Once the mashing was done, we took another 13 L of water preheated to 84°C per BrewMate instructions and prepared for sparging. Sparging, is basically a post-mash filtering/sugar obtaining process to finish getting the wort. We took the mashing bag out, put an oven grill below it and let it drip the left over wort for a while as seen below:
After this was done, we started adding the 13L of sparging water to obtain as much wort as possible from the grain. As seen in the following picture:
Once this was done we had roughly 22L of hot wort. Now, at this point what we did was take a sample, lower the temperature of the sample to 20°C and measure the gravity. Our aim was to get a gravity of 1.045ish, but the measure turned out to be 1.019 (which is really bad). Fortunately for us, we remembered that we hadn’t mixed the sparge wort with the base wort before taking the sample. So we mixed it, took a sample, and voilá! a gravity of 1.046 🙂
With this gravity we estimated the “mashing efficiency”, which translates to the efficiency in abstracting fermentable wort from malts. Since I won’t go into maths in this post I’ll just say that the estimated efficiency was between 65-72% which is not bad for a first try. I’ll make a separate post on calculating efficiency at some point in the coming weeks.

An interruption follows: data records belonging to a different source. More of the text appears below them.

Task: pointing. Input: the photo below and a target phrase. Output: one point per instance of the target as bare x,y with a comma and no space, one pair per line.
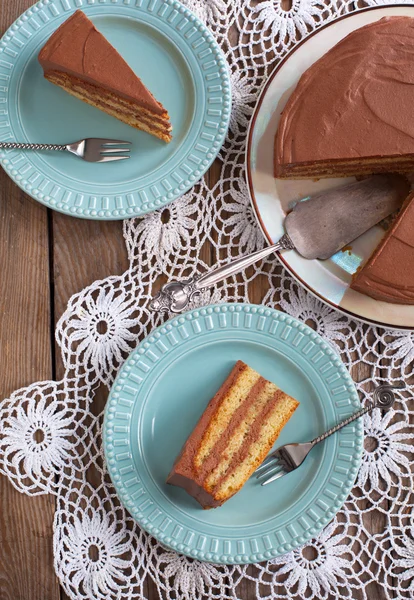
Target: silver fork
289,457
89,149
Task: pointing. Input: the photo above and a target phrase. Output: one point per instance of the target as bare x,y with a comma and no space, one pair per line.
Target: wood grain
26,561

After the mashing, we needed to bring the wort to a boil. We put the inductive plate to max power and waited for the boil to come. It took almost 20 min to get the boil, but we got it. We boiled for about 10 min while we added the bittering hops to the hop bags (think tea bags) and then we added them into boiling wort. This was done for 90 minutes. 2 minutes before the end of the 90 min boil we added the finishing hops.
At the 90 min mark we took out all the the hop bags out of the wort and turned the induction plate off. Wort preparation complete.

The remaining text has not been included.